Jacob, son of Isaac, patriarch of the Jewish people and central Biblical figure is as flawed and imperfect a person as you will find in the scriptures. As I read his story, his greatness seems to be a birth rite and not something he has earned. He is clever but not righteous in any way. There are legendary stories of him outsmarting a dim-witted brother named Esau. Finally, he steals Esau’s birthright from an elderly blind and confused Isaac.
The account of his servitude to his uncle and marriages is almost comical. Yet, his persistence and cleverness eventually pay off and he finds himself to be as wealthy a patriarch as his father and grand-father.
The story of Jacob’s dream at Bethel is the part of his story I relate to. He succeeded in stealing his brother’s birth right, but it has upset Esau. Remember Esau was a prolific hunter who was impulsive and prone to making bad decisions. I think Jacob knows that his life is now in danger in his own home. So instead of staying to reap the reward of the birthright he is off to see his Uncle and hopefully find refuge there.
In this text he is alone and lays down with a stone for a pillow.

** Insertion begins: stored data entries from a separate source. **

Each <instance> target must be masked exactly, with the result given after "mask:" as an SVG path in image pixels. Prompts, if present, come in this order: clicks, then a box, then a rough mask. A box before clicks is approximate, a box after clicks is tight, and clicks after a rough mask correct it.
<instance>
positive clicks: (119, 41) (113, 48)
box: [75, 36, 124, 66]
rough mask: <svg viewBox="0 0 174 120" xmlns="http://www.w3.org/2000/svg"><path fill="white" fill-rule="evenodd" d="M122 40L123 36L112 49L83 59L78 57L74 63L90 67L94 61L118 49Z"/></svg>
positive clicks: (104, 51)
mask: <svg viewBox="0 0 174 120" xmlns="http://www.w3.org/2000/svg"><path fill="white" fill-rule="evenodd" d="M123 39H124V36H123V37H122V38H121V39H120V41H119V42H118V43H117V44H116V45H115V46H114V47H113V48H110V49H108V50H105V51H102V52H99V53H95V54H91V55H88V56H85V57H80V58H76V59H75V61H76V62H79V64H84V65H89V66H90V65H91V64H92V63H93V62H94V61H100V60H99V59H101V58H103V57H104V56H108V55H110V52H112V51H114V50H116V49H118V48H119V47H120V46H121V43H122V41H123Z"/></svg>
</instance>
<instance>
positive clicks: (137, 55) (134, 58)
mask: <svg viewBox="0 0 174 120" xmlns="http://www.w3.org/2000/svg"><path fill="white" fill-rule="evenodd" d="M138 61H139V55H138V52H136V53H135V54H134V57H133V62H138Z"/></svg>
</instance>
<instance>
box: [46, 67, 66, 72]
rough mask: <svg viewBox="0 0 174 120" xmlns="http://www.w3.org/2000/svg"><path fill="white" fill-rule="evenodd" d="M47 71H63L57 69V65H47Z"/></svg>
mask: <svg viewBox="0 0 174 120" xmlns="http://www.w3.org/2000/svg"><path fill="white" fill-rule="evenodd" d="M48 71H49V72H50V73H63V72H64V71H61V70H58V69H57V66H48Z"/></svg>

His vision famously revolves around a ladder or staircase which extends from earth to heaven. Angels going up and down demonstrate how close we all are to heaven’s doors.
In this unlikely place Jacob has discovered that the connection to heaven is as close to him as the rock he is sleeping on. It is interesting to me that the Lord appears at his side and not at the top of the ladder. God has come down to where Jacob is. There is a great message in all of this. Jacob did whatever it took to steal Esau’s birth rite. Yet, now he leaves his home empty handed and afraid. In the midst of all that imperfection and crisis, God is revealed to him.
This unlikely place has become sacred to Jacob and sacred to generations who come after him. Bethel, house of the Lord, becomes an important concept in worshiping God.
I am always on the lookout for my own Bethel. What every day ordinary place will open my eyes to see how close we all are to Heaven. I take comfort in the Jacob story, God coming to him when his life seems to be falling apart is a great lesson that God is with each of us at all times and all places.
Theologians call this concept the omnipresence of God. I just take comfort in knowing that the next ordinary place I come across could become my own personal Bethel.